Llámalo March Madness en febrero para la Trinity League.
Apenas un día después de que se anunciara que Rod Sherman ya no era el entrenador de fútbol de Orange Lutheran, Servite anunció el martes que el entrenador de tercer año Chris Reinert había renunciado. Esto significa que habrá tres nuevos entrenadores en jefe en la liga este otoño, y JSerra ya contrató a Hardy Nickerson como su nuevo entrenador.
Cinco de las seis escuelas han cambiado de entrenador en los últimos tres años, lo cual es inusual para una liga que supuestamente busca producir programas ganadores. Solo St. John Bosco y el entrenador Jason Negro permanecieron juntos, y Negro fue contratado en 2010. Santa Margarita, Mater Dei, Servite, JSerra y Orange Lutheran hicieron múltiples cambios de entrenador.
La medida comenzó cuando Troy Thomas fue expulsado de Servite y reemplazado por Reinert en 2023. Thomas había ganado dos títulos de la División 1 de la Sección Sur en dos períodos para los Frailes.
Luego, Bruce Rollinson se retiró de Mater Dei después de la controvertida temporada de 2022, cuando la escuela enfrentó una demanda y contrató a un bufete de abogados para realizar una evaluación de seguridad. El presidente que prometió publicar el informe ha sido sustituido. Luego, Mater Dei contrató al asistente Frank McManus, quien guió a los Monarchs a un título estatal en 2023. Duró solo una temporada y fue reemplazado por el ex entrenador de Long Beach Poly, Raúl Lara, en 2024.
Santa Margarita hizo un cambio de entrenador después de un presunto incidente de novatadas en 2024. La escuela contrató al ex alumno y ganador del Trofeo Heisman Carson Palmer, quien encontró el éxito inmediato la temporada pasada cuando los Eagles ganaron los títulos estatales de la Sección 1 y la División Abierta.

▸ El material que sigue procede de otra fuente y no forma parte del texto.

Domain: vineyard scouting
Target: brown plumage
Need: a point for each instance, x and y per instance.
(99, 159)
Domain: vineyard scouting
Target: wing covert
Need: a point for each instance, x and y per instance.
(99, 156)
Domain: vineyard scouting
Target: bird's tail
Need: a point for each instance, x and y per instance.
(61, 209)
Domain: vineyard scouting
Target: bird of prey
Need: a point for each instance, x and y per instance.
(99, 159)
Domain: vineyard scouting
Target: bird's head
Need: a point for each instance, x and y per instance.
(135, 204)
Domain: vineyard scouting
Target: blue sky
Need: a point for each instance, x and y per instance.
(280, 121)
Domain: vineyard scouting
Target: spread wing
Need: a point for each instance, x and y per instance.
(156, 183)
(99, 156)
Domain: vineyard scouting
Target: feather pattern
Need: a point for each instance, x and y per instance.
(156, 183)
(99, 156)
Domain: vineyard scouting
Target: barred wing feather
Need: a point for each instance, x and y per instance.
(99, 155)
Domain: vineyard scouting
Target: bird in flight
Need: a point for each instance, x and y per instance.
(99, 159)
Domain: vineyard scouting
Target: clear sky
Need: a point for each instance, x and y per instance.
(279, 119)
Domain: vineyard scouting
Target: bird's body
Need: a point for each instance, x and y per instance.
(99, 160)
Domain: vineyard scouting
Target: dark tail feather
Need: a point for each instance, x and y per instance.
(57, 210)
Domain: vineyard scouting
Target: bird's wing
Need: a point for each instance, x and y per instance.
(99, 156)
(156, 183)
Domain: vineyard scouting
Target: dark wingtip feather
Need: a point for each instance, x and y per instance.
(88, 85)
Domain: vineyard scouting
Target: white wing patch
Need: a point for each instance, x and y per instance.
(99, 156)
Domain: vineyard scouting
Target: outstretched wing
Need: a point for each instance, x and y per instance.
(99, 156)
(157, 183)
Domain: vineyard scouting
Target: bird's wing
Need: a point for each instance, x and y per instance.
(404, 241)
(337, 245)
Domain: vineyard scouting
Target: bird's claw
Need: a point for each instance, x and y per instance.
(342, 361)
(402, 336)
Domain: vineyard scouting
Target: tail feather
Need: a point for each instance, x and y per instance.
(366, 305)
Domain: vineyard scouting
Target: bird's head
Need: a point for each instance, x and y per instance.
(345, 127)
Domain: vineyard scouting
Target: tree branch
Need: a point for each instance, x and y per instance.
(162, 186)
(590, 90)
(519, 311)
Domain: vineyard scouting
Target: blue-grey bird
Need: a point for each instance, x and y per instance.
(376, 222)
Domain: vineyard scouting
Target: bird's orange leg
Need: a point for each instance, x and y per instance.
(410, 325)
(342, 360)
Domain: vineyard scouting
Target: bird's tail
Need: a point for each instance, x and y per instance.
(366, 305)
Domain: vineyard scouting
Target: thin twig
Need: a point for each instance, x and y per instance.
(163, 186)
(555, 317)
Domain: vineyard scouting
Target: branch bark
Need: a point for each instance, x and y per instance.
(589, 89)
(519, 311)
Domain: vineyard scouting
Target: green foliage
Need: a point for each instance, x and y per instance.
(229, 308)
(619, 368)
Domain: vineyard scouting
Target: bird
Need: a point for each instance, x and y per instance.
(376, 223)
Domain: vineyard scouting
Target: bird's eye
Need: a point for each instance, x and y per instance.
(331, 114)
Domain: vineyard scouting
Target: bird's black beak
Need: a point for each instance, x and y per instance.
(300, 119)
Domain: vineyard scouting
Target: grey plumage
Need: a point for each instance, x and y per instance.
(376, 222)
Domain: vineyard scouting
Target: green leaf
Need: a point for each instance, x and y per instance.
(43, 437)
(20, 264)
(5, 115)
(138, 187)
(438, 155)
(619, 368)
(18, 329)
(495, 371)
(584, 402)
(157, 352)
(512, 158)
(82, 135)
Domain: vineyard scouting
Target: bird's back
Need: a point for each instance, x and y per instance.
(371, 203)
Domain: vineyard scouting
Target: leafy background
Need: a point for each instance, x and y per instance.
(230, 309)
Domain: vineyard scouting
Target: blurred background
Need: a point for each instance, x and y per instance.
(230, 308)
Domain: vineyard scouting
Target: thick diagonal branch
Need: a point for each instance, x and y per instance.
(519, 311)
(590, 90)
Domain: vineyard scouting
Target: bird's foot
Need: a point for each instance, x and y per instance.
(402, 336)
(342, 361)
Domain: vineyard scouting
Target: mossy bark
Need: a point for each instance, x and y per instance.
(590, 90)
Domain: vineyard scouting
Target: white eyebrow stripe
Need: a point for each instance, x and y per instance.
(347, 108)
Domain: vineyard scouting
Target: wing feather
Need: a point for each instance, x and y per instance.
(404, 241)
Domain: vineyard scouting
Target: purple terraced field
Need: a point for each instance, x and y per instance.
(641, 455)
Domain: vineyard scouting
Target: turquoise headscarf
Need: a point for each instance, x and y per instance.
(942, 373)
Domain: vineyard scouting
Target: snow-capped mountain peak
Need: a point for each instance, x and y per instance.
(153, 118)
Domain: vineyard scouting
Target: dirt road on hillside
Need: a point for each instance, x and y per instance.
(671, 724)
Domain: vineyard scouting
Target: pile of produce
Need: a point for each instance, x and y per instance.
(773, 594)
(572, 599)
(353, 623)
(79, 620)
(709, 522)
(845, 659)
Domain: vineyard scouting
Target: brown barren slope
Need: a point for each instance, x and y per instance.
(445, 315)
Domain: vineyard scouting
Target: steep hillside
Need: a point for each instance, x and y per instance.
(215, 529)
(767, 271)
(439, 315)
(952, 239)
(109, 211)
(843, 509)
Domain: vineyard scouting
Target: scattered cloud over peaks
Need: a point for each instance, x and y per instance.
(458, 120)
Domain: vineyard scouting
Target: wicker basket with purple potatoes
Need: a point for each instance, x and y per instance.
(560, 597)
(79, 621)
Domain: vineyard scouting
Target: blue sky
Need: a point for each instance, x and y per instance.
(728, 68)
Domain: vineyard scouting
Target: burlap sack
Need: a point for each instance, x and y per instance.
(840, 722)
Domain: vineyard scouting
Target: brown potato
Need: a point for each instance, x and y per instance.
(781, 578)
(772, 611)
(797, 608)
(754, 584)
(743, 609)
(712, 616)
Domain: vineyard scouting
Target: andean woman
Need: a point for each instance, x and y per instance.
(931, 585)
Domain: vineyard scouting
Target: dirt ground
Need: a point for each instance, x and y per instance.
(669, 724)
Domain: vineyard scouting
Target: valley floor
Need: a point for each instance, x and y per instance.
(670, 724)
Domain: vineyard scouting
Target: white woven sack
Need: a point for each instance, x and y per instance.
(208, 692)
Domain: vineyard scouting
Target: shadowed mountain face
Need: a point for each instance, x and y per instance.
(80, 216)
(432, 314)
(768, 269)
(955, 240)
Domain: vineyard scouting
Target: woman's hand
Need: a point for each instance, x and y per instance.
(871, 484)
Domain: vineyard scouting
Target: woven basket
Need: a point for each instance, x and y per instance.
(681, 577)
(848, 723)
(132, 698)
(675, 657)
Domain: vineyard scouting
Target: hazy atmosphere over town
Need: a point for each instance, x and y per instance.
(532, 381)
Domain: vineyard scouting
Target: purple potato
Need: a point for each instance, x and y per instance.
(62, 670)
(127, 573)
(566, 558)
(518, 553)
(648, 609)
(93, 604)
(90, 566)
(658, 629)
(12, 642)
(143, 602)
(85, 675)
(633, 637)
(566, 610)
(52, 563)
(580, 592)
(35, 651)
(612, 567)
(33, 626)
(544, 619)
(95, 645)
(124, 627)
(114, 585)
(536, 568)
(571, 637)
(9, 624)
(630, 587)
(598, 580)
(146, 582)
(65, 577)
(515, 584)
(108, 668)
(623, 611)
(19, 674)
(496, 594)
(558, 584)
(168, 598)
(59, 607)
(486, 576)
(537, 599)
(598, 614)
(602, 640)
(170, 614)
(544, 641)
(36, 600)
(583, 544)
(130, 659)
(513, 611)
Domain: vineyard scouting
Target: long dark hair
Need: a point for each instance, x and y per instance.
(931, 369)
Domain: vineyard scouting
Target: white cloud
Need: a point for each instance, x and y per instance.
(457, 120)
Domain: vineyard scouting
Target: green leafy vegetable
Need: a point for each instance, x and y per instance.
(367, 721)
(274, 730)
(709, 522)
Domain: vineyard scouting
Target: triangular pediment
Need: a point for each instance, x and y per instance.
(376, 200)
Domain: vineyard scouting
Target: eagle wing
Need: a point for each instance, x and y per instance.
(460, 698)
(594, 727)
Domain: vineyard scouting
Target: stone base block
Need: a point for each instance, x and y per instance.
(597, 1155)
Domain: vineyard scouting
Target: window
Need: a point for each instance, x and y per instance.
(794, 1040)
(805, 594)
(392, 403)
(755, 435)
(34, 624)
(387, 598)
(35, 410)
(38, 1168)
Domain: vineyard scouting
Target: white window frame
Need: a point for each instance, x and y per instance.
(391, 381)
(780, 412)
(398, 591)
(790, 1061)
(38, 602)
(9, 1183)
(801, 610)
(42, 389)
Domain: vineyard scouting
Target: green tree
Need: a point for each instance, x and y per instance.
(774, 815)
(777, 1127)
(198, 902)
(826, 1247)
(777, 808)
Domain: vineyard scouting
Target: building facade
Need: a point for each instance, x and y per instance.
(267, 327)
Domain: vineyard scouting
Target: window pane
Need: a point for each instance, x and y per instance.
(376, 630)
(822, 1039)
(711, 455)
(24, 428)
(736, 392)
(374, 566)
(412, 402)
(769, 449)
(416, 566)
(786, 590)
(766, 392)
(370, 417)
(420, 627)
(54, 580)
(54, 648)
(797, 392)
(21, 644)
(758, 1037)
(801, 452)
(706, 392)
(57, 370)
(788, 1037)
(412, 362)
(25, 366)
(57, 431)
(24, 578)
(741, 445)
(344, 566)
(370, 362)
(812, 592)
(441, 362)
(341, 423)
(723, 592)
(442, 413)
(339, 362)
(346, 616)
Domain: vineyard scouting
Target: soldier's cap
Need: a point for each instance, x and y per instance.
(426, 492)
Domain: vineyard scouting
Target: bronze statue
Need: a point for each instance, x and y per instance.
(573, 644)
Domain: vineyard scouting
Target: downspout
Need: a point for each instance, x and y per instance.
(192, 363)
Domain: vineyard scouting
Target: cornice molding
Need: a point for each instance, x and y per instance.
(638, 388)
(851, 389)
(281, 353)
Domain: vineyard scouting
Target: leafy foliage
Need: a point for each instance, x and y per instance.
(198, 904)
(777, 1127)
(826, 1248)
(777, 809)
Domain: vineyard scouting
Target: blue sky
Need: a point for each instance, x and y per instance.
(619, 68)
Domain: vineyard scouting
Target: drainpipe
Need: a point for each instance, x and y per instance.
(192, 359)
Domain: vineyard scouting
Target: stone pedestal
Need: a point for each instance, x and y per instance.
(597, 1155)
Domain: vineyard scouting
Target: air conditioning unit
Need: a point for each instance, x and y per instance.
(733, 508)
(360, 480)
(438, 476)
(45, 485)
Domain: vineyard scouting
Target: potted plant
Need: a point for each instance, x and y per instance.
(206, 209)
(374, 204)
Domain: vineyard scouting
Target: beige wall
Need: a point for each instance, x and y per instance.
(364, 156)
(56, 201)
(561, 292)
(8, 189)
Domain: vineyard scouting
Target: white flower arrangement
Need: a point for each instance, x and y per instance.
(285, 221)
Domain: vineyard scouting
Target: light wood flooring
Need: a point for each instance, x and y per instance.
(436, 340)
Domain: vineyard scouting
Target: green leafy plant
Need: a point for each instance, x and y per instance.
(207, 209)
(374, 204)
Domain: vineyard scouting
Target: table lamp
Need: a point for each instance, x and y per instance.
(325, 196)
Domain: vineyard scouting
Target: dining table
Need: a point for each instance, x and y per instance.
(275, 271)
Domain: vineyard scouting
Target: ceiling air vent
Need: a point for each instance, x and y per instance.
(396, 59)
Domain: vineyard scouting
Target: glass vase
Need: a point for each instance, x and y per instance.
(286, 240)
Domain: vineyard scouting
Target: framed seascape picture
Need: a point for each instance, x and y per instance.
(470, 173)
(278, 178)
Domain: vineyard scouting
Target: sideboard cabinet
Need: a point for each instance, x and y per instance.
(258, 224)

JSerra despidió al ex entrenador de Azusa Pacific, Víctor Santa Cruz, en noviembre pasado después de tres temporadas y contrató a Nickerson, ex jugador y entrenador de la NFL, en diciembre como su nuevo entrenador. Luego vinieron las salidas esta semana de Sherman después de cinco años y Reinert.
Los entrenadores en jefe de la Trinity League están bien pagados, pero se les pide que manejen situaciones que fácilmente pueden convertirse en una crisis, ya sea que se trate de refuerzos, padres, transferencias o tiempo de juego. Y nunca se detiene, con cada programa tratando de superar al otro y se espera que los entrenadores creen programas fuera de temporada que incluyan trabajar con estudiantes de séptimo y octavo grado en campamentos y competencias de siete contra siete.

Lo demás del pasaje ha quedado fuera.